House GOP seeks more cuts


Associated Press

WASHINGTON

Pushed by rebellious conservatives, House Republican leaders scrambled Wednesday night to find deeper cuts, officials said, hours after laying out a plan to save $35 billion by eliminating at least 60 federal programs and cutting back hundreds of others.

Republican officials said one possibility was to add across-the-board cuts to supplement the targeted reductions spelled out earlier in the day at a closed-door meeting for the rank- and-file.

The original plan targeting education and the environment, food safety and law enforcement presents a blunt challenge to President Barack Obama.

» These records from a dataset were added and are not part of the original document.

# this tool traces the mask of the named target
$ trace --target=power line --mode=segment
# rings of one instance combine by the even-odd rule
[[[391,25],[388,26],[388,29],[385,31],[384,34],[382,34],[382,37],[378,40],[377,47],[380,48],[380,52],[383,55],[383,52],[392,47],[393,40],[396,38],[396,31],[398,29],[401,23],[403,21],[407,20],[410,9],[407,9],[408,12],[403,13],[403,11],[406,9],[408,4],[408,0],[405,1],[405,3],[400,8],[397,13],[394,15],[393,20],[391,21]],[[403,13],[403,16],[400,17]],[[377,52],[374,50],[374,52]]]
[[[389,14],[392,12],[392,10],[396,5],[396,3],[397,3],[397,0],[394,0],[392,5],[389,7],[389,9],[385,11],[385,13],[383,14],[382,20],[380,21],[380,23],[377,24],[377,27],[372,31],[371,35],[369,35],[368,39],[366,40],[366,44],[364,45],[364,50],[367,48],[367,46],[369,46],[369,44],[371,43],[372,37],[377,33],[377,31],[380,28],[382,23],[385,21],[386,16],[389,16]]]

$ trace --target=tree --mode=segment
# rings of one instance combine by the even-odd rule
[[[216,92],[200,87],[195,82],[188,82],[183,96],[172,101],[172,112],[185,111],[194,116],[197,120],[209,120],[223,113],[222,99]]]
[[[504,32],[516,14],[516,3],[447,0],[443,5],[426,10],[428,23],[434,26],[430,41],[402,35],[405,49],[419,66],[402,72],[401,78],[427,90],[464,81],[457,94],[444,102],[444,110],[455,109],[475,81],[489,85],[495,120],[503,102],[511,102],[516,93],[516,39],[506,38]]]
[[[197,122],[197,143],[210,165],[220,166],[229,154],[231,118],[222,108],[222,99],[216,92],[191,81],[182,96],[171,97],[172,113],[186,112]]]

It calls for eliminating a high-speed rail program the administration has ticketed for a multibillion-dollar expansion and recommends ending federal support for the Corporation for Public Broadcasting, familyplanning services and AmeriCorps.

The government’s principal nutrition program for pregnant women would be cut 6 percent below last year’s level.

The proposal marks an initial attempt by newly empowered Republicans to cut spending and reduce the size of the federal government. Yet it sets the stage for weeks of political combat as Democrats seek to blunt the cuts while tea-party-backed conservatives demand more of them.

Republicans are “keeping our pledge to the American people that we will cut spending,” House Speaker John Boehner, R-Ohio, said after details were outlined for the rank-and-file at a closed-door meeting.

Preliminary details of the plan emerged just before Obama hosted Boehner and his two top lieutenants at a White House lunch.